At publication, the national debt exceeds $16.3 trillion. Aside from bromides about hiking taxes on the wealthy and cost savings due to preventative care, UHCAN Ohio has no explanation for how America can afford PPACA.

The November 19 response to Kasich’s refusal to implement a PPACA exchange included a list of OCHC partners. OCHC consists of numerous organizations reliant of government health care spending, plus the usual who’s-who of labor unions and union-funded progressive groups.

“Ohio Consumers for Health Coverage is a nonpartisan coalition uniting the diverse consumer voice with the goal of achieving affordable, high quality health care for all,” UHCAN Ohio claimed.

“Our membership includes AFSCME Council 8 AFL-CIO, Alliance for Retired Americans in Ohio, American Cancer Society East Central Division, Contact Center, Faith Community Alliance of Greater Cincinnati, Legal Aid Society of Southwest Ohio, National Alliance for Mental Illness of Ohio, National Multiple Sclerosis Society Ohio Chapters, Ohio Asian American Health Coalition, The Ohio Association of Centers for Independent Living, Ohio Council of Churches, Ohio Federation of Teachers, Progress Ohio, Service Employees International Union District 1199, Toledo Area Jobs with Justice and Interfaith Worker Justice Coalition, United Food and Commercial Workers Local 1059, UHCAN Ohio, and We Are The Uninsured.”

In addition to the unions listed in bold, ProgressOhio is heavily union funded and “Toledo Area Jobs with Justice” is a branch of union front Jobs with Justice.

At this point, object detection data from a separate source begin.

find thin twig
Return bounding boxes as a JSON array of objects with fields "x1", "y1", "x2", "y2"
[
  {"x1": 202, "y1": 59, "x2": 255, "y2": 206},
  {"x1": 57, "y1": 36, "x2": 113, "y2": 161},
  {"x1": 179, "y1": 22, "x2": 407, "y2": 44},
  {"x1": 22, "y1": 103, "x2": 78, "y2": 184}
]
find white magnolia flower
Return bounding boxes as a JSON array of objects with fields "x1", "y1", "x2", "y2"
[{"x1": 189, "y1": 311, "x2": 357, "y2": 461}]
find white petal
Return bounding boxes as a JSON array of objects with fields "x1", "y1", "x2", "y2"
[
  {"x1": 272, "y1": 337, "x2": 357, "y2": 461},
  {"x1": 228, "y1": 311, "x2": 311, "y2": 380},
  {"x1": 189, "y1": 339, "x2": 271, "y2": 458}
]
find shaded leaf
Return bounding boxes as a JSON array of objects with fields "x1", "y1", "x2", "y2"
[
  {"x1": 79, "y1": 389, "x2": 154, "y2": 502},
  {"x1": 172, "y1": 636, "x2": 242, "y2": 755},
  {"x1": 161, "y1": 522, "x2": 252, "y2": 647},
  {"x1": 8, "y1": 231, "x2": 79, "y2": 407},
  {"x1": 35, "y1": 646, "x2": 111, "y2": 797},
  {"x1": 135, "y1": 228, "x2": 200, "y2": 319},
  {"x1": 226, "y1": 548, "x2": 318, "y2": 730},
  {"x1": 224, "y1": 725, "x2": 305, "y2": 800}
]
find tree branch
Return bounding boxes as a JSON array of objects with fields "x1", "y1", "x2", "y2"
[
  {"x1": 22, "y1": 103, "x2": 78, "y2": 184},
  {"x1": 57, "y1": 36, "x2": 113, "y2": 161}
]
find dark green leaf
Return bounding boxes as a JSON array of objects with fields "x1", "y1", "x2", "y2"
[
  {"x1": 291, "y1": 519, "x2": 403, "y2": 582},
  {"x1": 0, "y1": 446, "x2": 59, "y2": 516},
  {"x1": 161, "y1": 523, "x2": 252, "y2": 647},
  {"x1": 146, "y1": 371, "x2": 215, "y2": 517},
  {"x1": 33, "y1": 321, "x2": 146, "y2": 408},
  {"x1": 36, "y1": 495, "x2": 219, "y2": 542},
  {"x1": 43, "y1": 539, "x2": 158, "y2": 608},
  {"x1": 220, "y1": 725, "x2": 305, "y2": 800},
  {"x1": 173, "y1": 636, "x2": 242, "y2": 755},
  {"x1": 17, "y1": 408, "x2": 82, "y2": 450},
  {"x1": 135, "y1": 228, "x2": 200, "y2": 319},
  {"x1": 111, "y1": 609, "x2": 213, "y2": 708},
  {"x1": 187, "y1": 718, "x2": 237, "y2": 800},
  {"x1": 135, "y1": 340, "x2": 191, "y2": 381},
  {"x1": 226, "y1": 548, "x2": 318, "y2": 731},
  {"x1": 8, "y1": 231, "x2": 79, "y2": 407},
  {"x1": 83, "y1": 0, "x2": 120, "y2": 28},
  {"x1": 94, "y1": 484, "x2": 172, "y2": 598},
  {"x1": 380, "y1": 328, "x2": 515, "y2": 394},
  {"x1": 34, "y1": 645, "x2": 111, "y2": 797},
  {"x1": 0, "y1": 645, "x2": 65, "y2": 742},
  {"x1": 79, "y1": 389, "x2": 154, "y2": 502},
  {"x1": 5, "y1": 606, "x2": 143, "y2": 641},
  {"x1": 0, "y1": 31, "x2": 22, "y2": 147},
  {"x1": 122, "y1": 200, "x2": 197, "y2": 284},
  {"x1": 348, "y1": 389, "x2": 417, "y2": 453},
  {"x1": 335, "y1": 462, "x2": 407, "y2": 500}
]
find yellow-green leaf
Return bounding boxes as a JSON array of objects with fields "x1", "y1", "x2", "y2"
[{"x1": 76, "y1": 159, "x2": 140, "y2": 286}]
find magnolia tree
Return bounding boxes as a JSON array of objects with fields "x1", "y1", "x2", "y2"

Alliance for Retired Americans is another union lobbying group.

As Media Trackers has reported, AFSCME Council 8 is a public employee union which agitated for PPACA and then promptly received a waiver from one of the law’s many expensive mandates.

In October, UHCAN Ohio published a summary of a study from left-wing think tank Families USA cheering the “tax cut for American families” represented by PPACA tax credits. Consistent with other UHCAN Ohio, OCHC, and Families USA rhetoric, the study ignored Cannon and Adler’s explanation that PPACA only allows credits through exchanges managed by states. Likewise, the socialized medicine advocates conflated the massive new entitlement program’s insurance credits with “access to quality, affordable health care.”

“As this key provision of the Affordable Care Act takes effect, millions of Americans will be given the peace of mind and stability that comes with knowing they have access to quality, affordable health care that they can depend on,” Families USA wrote.